I think you pretty much hit it on the head with most of your points give or take a few.


I also think that the person who said that most FMA"s take people out of their comfort zone is very true.


And Tim Wrote:



> That depends on who your teacher is. I've been taught that Modern Arnis has more emptyhand techniques than people think. When I teach at a seminar, most of the people who attend practice another system first and choose to crosstrain into MA. I'm not going teach then how to punch and kick. I teach them the elements that they don't aready have, the weapons. In my school I teach everyone from scratch. Punching, kicking, lock and throws. My school is a Modern Arnis school first!



 Damn!! Tim you must be getting old  cause you know wisdom comes with age!!!  You couldn't be more right about this. People who say Modern Arnis is primarily a seminar or add on art are the people who only trained at a seminar, go figure!

 Keep in mind the closer an art is to real fighting the harder it is to teach to the masses thats why Catch fighting, a truely American Martial arts along with Native American fighting is so hard to find.

Lets not forget that arts ike Tae Kwon Do have the full force of the Korean government behind it in promoting.


On last thing that I think gives FMA'ers the right to hold their heads high is. Think about this, how often do fma guys go to the more commercial arts to get something from them??? I'l bet dimes to dollars not near as often as they come to us.!!!
 From my own experience 9 out of 10 of my students are previously trained. Some of them have more years in the martial arts than I have been alive!!!!! To me that says a lot for the FMA's.


Rocky


----------



## loki09789 (Sep 5, 2003)

I agree with Rocky that there are a lot of artists who look for FMA cross training or leave current arts to come over.  But, my question is do you think it is because the other arts are more 'popular' - read common and easier to find in the phone book - and once they get into the arts they hear about FMA, or is it because they have enough foundation that the concept approach isn't so intimidating?

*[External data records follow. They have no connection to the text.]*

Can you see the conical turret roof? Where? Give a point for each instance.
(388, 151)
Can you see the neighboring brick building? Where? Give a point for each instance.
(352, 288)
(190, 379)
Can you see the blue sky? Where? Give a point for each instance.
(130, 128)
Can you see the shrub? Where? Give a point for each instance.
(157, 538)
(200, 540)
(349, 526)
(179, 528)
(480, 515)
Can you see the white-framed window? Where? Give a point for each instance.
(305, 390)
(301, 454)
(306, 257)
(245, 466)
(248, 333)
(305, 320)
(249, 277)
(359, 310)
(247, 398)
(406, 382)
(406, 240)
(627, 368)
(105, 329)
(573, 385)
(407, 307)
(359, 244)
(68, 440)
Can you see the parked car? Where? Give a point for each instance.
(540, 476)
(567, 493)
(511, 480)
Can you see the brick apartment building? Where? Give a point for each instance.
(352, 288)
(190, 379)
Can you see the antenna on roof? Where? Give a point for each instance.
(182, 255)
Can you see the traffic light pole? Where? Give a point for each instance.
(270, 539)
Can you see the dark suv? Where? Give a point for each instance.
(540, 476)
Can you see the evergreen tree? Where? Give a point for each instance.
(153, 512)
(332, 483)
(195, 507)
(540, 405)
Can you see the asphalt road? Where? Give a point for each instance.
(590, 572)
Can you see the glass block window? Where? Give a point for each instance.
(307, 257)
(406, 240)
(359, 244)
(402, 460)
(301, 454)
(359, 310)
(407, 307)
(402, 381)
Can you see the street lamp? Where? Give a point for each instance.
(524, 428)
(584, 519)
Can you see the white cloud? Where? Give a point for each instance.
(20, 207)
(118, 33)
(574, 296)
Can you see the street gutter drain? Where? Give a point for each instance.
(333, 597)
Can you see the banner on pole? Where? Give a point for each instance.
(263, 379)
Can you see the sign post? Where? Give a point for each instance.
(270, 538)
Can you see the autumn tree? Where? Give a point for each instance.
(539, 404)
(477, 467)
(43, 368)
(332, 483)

I lean toward the first reason as the bigger of the two.  The more popular arts are better exposed to the uninitiated and easier to find.  If you look in the back of Martial Arts mags, you can find market consulting firms that teach artists how to set up a school for financial success.  These are generally geared toward the TKD, Karate type arts and work very well that way.  I don't see FMA arts having the same business training support like that.  I think it is part of the future of the art, but it isn't really there right now.

Paul Martin


----------



## sercuerdasfigther (Sep 5, 2003)

i think fma always was and still is a tribal art. it's bakyard training and that's how it will stay. having talked to artists from other styles, i feel the fma mind set is just to intense for most people. even guys who fight muaythai or nhb couldn't image using a weapon on a person, it's just to direct.


----------



## DoxN4cer (Sep 5, 2003)

> _Originally posted by Renegade _
> *That depends on who your teacher is. I've been taught that Modern Arnis has more emptyhand techniques than people think. When I teach at a seminar, most of the people who attend practice another system first and choose to crosstrain into MA. I'm not going teach then how to punch and kick. I teach them the elements that they don't aready have, the weapons. In my school I teach everyone from scratch. Punching, kicking, lock and throws. My school is a Modern Arnis school first! *




Yes you may teach punching kicking and throws, but where did those methods in your school curriculum come from? You weren't taught all of that from just Modern Arnis, Tim. Nor did Professor Presas "create" his system from nothing. He trainined in and borrowed from other arts, just like many "innovators" of today.    

Give credit where it's due. I remember back in the late 80's you used to make fun of other instructors calling their arnis "kenpo with a stick" not really understanding where they were coming from, and now you have a big connection to kenpo and bando. The belt ranking requirements on your web site even lists a number of kenpo techniques. Is it a coincidence that you happened to use the same name Ed Parker and Al Tracy used for a different technique, or is it that you weren't crative enough to at least change the name for the technique that you "borrowed"? You even commute to Michgan to train in Balitawak. If your Modern Arnis training was so complete then why go to such lenths to diversify in such a way? I apologize for sounding arguementative, but it sounds like you're telling everybidy here that you have something nobody in Modern Arnis has, and that is simply not true. You just have a different approach.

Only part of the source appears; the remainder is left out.